How to guarantee memory access orthogonality without atomics?

Leonard Plentz <veiokej@xxxxxxxxx> · Fri, 27 Apr 2012 15:49:59 +0700

Dear GCC experts,

I'm trying to find the answer to this question about the way that C11
(or for that matter, C99) does (not) guarantee the
thread-orthogonality of various memory accesses in a cross-platform
manner.

Suppose I have integers (in the abstract sense, not necessarily
(int)s) X and Y. They are both aligned on P-bit boundaries, such that
the X appears exactly Q bits before Y. (P and Q are generally powers
of 2 and equal, but not necessarily.)

How do I find the minimum values of P and Q, in a cross-platform
manner, such that accesses to X and Y will never affect one another
due to a race?

It may seem obvious that if X and Y are anything at least as large as
a byte, then this will simply never happen. But I'm not so sure
because:

-- It's conceivable that someone could design a very efficient chip in
which it was assumed that no variables belonging to different threads
could ever share a cache line, and presumably C99/C11 could be
implemented on such a chip. While I could access individual bytes, I
could not access the same cache line in different threads without
creating a race. So I'd somehow need to preempt this possibility by
ensuring sufficient distance between variables belonging to different
threads. (Or maybe one just couldn't implement C on such a chip, so
it's a moot issue.)

-- I know I can use all the atomic data types in C11. I don't want to
do that, because it explicitly forces single-threadedness. What I'm
trying to accomplish here is guaranteed thread orthogonality by virtue
of sufficiently large (a) memory alignment and (b) memory access
granularity.

-- Empirically, using unpacked (struct)s doesn't accomplish the goal
because the unpacking granularity is below the maximum CPU word size.

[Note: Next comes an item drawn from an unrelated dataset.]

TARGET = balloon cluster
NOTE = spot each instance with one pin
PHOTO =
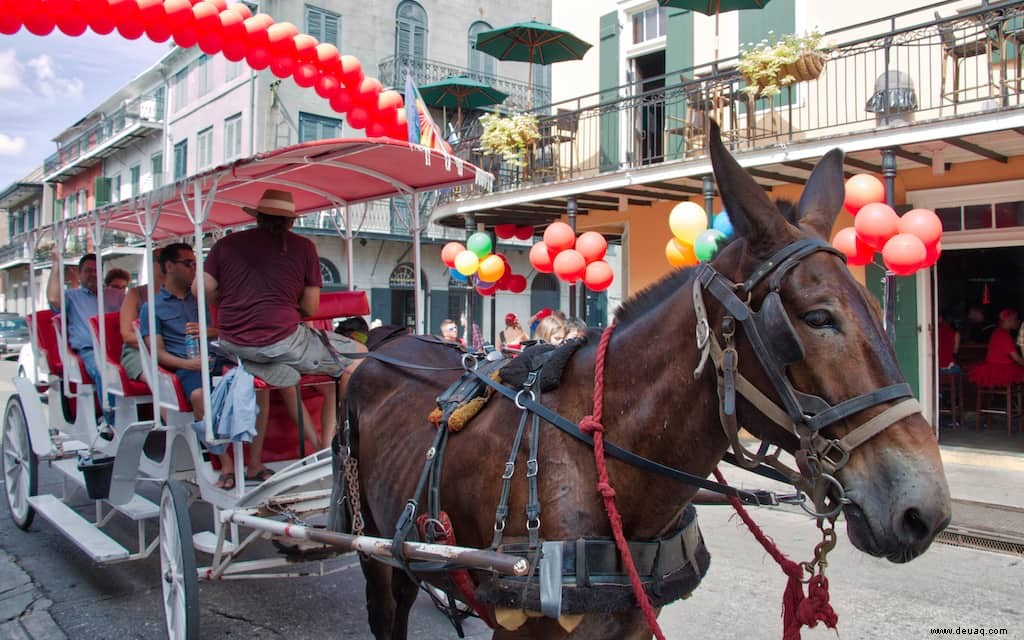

-- Empirically, (malloc)ing orthogonal memory regions for different
threads does in fact accomplish the goal, at high expense due to
allocation overhead and pointer dereferencing, as opposed to
straightforward array indexing.

-- I'm particularly worried that memmove(), memcpy(), or some other
builtin will try to be efficient and move large chunks of data at a
time, without realizing that the source or destination alignment is
unfriendly to such chunk size. This could result in read-modify-write
conflicts with neighboring thread domains.

-- Assuming that P and Q can be found, then it looks like a major pain
to try to enforce this at build time, i.e. where's the
pad-struct-to-mulitiple-of-Q macro?

I suspect that there's a rule somewhere that makes all this simple and
clear. I've tried searching, but all I find are comments about atomic
data types and not doing stupid stuff like assuming timing
consistency. Please chime in if you can offer insight (or even if you
know that I'm sunk because there is no such guarantee and it's all
hardware-dependent).

Veiokej